A difference-in-differences evaluation of hospital care, part of the PELCI project’s second aim, shows that prompt interaction between suitable patients and palliative care can improve the quality and efficiency of care to this population. Many patients receive palliative care later in the hospital stay, which does not yield cost-savings. To strengthen the evidence, this study recommends that future research identify areas where new palliative care services have been introduced and ensure these areas have high-quality individual patient data.

For our third aim investigating deficits in current statutory data collection our study found significant heterogeneity in the Palliative and End-of-Life Care data infrastructure of high-income countries. Predominantly data capture focuses on specialist palliative care services, not primary and community care. Some high-income countries have developed bespoke palliative care databases; others link existing data sources using unique identifiers.

Timeline

March 2020-October 2022

Research Team

Dr Peter May, Trinity College Dublin
Dr Bridget Johnston, Trinity College Dublin
Soraya Matthews, Trinity College Dublin
Professor Charles Normand, Trinity College Dublin
Professor Rose Anne Kenny, Trinity College Dublin
Dr Eimir Hurley, Trinity College Dublin

Collaborators

Health Service Executive (HSE)
All Ireland Institute of Hospice and Palliative Care (AIIHPC)
Irish Hospice Foundation (IHF)
National Cancer Registry Ireland (NCRI)
Healthcare Pricing Organisation (HPO)
The Irish Longitudinal study on Ageing (TILDA)

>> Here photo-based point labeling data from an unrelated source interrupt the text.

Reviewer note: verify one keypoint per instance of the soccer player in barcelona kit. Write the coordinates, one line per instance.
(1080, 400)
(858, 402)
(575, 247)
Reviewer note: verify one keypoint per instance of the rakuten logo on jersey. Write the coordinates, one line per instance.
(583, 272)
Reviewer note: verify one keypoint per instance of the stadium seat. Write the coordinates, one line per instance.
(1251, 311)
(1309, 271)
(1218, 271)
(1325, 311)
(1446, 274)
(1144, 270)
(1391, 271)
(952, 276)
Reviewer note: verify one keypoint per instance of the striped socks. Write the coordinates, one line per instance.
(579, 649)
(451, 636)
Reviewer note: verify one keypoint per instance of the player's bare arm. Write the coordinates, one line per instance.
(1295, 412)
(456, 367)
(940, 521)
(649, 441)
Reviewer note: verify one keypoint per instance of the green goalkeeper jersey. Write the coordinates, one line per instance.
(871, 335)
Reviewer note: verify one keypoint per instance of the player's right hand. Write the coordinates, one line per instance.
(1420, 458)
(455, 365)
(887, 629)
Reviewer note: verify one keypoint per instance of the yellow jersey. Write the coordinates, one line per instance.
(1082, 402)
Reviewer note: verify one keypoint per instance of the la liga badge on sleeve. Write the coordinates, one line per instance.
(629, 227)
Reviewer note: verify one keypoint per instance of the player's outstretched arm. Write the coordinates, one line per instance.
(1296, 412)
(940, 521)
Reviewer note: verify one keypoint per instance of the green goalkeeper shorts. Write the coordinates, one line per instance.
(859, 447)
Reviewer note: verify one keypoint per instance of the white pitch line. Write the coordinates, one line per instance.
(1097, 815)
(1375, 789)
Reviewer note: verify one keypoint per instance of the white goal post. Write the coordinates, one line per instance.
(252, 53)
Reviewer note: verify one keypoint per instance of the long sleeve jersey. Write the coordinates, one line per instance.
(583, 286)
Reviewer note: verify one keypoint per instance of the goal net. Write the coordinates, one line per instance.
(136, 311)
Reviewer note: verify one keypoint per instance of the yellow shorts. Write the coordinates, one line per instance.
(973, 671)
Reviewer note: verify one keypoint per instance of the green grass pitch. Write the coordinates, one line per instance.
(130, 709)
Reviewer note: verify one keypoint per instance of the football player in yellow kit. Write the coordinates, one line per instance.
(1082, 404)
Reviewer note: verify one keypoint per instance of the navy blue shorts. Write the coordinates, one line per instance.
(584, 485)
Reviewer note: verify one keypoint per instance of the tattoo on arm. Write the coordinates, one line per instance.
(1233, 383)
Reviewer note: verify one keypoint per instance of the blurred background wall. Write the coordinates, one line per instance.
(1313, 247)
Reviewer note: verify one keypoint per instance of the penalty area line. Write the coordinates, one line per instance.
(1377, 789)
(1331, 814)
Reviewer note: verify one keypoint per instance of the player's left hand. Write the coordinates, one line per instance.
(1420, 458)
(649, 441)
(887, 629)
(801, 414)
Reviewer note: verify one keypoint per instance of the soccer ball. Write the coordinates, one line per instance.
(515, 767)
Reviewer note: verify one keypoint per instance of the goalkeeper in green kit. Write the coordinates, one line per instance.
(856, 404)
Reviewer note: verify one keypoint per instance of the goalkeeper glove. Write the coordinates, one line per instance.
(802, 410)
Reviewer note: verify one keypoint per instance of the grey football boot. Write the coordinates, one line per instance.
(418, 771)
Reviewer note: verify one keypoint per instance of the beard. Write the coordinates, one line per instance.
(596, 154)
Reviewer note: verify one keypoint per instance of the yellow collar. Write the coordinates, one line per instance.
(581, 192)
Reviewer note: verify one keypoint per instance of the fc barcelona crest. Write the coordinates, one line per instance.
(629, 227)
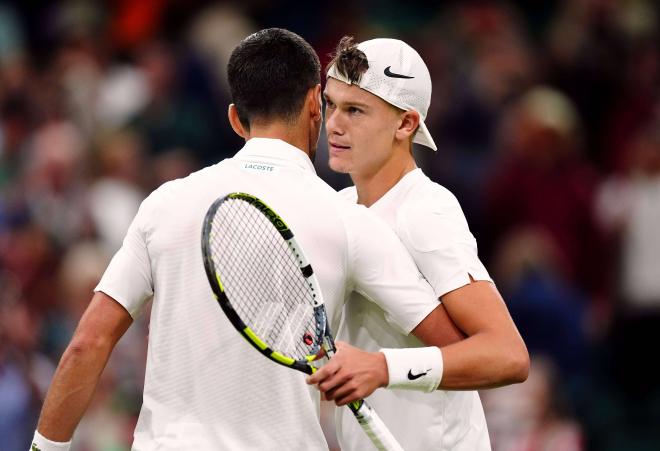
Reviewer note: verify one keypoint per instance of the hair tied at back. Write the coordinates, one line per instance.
(350, 61)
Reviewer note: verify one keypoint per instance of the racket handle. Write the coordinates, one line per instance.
(378, 433)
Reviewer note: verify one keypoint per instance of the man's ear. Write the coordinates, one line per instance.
(409, 125)
(235, 122)
(315, 104)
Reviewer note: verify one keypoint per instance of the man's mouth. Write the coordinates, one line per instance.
(335, 147)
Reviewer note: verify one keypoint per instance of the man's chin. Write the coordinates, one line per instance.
(338, 166)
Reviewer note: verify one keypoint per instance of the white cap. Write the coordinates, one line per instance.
(398, 75)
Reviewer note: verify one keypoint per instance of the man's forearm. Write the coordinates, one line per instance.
(483, 361)
(72, 388)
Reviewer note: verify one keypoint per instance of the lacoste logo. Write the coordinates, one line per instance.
(412, 376)
(391, 74)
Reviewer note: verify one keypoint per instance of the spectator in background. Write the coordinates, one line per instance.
(24, 372)
(533, 416)
(542, 181)
(115, 196)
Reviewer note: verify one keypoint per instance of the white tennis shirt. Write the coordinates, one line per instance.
(206, 388)
(431, 224)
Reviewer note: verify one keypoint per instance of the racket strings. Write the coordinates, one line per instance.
(262, 279)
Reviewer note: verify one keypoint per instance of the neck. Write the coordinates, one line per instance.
(291, 134)
(371, 187)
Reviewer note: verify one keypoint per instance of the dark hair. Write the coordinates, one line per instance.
(269, 74)
(351, 62)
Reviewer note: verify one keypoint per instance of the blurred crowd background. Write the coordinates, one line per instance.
(547, 119)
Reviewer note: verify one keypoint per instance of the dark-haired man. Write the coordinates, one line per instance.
(205, 387)
(377, 96)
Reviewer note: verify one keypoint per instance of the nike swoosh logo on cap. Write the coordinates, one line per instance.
(391, 74)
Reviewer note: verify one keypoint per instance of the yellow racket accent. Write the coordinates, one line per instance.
(222, 287)
(256, 340)
(282, 358)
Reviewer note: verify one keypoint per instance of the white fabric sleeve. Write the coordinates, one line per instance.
(128, 278)
(381, 270)
(437, 236)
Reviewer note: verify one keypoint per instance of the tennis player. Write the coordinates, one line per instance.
(377, 96)
(205, 387)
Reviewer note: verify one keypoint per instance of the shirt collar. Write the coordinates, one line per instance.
(268, 149)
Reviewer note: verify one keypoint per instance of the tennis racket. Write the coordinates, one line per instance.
(269, 292)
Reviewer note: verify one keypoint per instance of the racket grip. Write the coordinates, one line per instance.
(371, 423)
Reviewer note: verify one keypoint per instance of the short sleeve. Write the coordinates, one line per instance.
(381, 270)
(128, 278)
(436, 234)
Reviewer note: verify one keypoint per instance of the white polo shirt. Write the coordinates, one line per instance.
(431, 224)
(205, 386)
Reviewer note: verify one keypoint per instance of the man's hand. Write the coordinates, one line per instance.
(351, 374)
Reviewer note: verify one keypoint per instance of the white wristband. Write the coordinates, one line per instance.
(414, 368)
(41, 443)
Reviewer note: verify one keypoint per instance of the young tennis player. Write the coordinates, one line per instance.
(205, 387)
(377, 96)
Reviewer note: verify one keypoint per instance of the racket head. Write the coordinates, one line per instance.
(262, 280)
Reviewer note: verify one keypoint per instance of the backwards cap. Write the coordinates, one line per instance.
(398, 75)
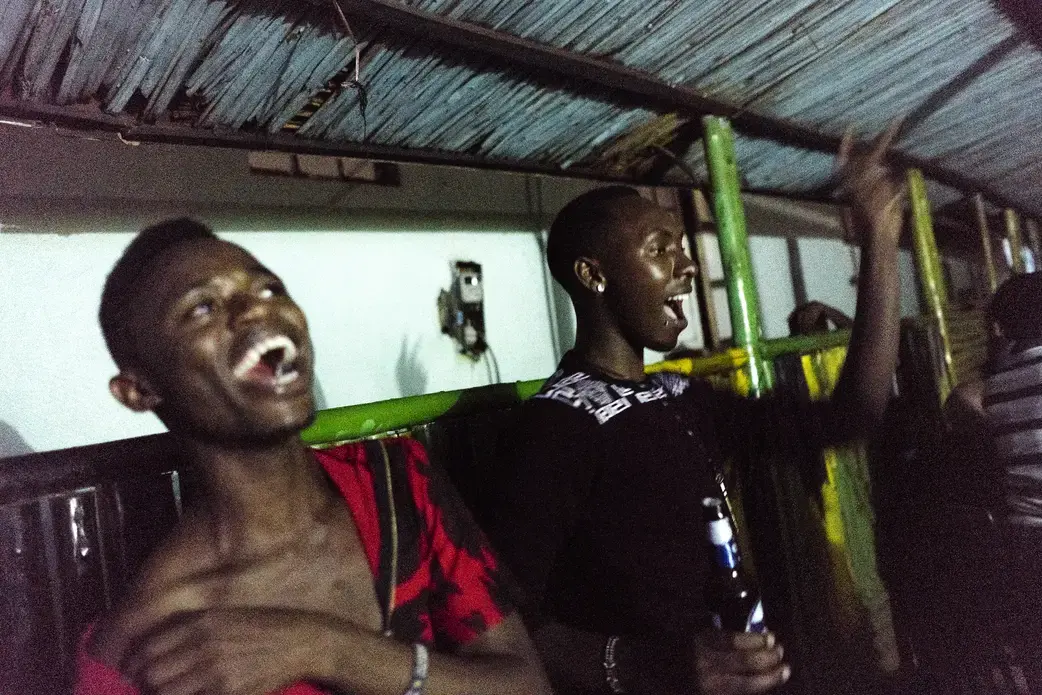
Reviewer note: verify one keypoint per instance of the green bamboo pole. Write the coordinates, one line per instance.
(989, 257)
(742, 297)
(1034, 243)
(931, 274)
(1013, 233)
(804, 344)
(351, 422)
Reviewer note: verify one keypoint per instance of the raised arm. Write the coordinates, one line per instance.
(874, 213)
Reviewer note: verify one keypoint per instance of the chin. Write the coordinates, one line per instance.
(664, 344)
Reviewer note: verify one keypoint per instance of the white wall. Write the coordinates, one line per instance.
(365, 263)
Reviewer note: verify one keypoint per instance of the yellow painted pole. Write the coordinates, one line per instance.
(1013, 233)
(1032, 229)
(931, 272)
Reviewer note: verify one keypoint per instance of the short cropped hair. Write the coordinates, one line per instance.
(1017, 306)
(123, 282)
(580, 228)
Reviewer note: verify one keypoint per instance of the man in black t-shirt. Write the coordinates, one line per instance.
(596, 503)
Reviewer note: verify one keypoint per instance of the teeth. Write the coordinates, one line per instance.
(253, 355)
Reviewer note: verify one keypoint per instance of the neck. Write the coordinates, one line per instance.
(599, 342)
(255, 497)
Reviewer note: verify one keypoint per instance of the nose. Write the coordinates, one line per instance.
(245, 306)
(686, 267)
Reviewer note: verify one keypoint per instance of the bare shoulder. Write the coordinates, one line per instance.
(968, 397)
(160, 590)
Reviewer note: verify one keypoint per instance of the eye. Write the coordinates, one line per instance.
(201, 308)
(271, 290)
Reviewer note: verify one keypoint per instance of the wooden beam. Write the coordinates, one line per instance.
(950, 90)
(626, 85)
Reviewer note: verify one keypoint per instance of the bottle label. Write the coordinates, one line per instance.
(726, 554)
(753, 623)
(724, 549)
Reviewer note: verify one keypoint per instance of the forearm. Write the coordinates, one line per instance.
(574, 661)
(362, 663)
(864, 388)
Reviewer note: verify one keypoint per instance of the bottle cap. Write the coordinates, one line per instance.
(714, 509)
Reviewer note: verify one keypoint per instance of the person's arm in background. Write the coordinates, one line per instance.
(874, 197)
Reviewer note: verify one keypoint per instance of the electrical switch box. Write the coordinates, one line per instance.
(462, 308)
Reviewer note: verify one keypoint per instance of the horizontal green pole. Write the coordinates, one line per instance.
(351, 422)
(803, 344)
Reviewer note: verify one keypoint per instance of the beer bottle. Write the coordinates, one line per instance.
(733, 603)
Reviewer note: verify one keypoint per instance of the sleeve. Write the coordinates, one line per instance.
(546, 468)
(93, 677)
(782, 418)
(469, 594)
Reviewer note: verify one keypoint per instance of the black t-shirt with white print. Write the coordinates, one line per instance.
(595, 500)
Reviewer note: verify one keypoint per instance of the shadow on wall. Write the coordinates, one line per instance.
(11, 443)
(410, 371)
(320, 400)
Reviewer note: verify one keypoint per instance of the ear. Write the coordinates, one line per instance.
(590, 275)
(133, 392)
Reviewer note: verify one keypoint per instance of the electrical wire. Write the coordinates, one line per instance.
(494, 362)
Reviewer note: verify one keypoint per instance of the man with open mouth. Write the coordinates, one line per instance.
(595, 504)
(294, 571)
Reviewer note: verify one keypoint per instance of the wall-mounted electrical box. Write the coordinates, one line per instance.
(462, 308)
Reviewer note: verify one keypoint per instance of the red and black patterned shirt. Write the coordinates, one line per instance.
(447, 588)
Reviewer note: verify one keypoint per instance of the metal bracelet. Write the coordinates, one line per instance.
(612, 668)
(421, 661)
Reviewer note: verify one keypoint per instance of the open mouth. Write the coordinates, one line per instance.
(673, 306)
(269, 362)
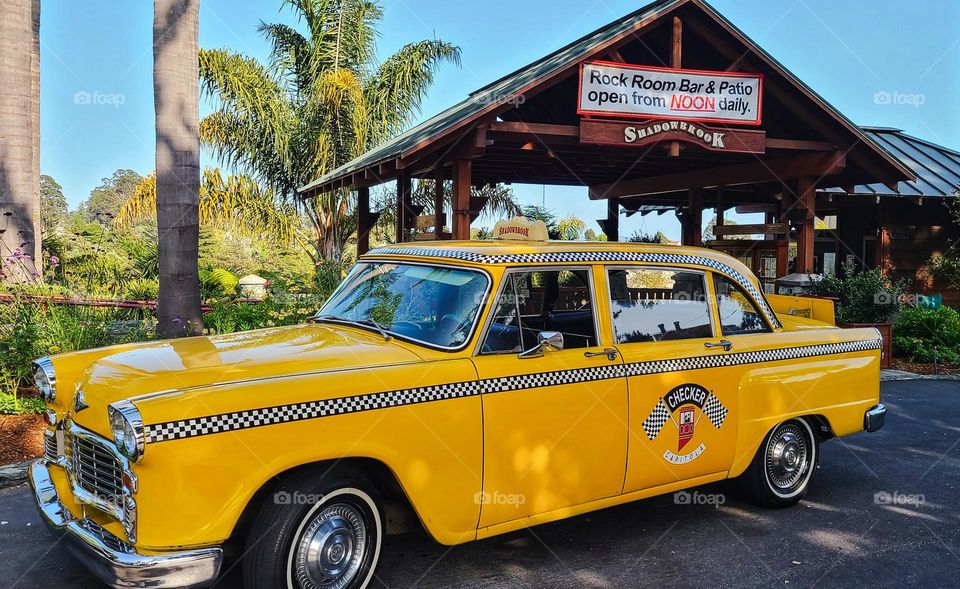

Research project outputs and impact

The study had three primary outputs corresponding to the three aims above:

1 ‘Dying and Death in Ireland: What Do We Routinely Measure, How Can We Improve?’: http://hdl.handle.net/10147/634212

2 Does a palliative medicine service reduce hospital length of stay and costs in adults with a life-limiting illness?—a difference-in-differences evaluation of service expansion in Ireland: https://dx.doi.org/10.21037/apm-23-479

3 What gets measured in palliative care? A review and synthesis of routine data collection in 16 countries: 10.1016/j.hpopen.2025.100141

Related prior work

Additional academic papers that arose solely or partially as a result of the project include:


And we held an end-of-project wrap-up event (December 2022): The promise and peril of big data for health research in Ireland: acting on the results of the PELCI study (Wynn’s Hotel, Dublin).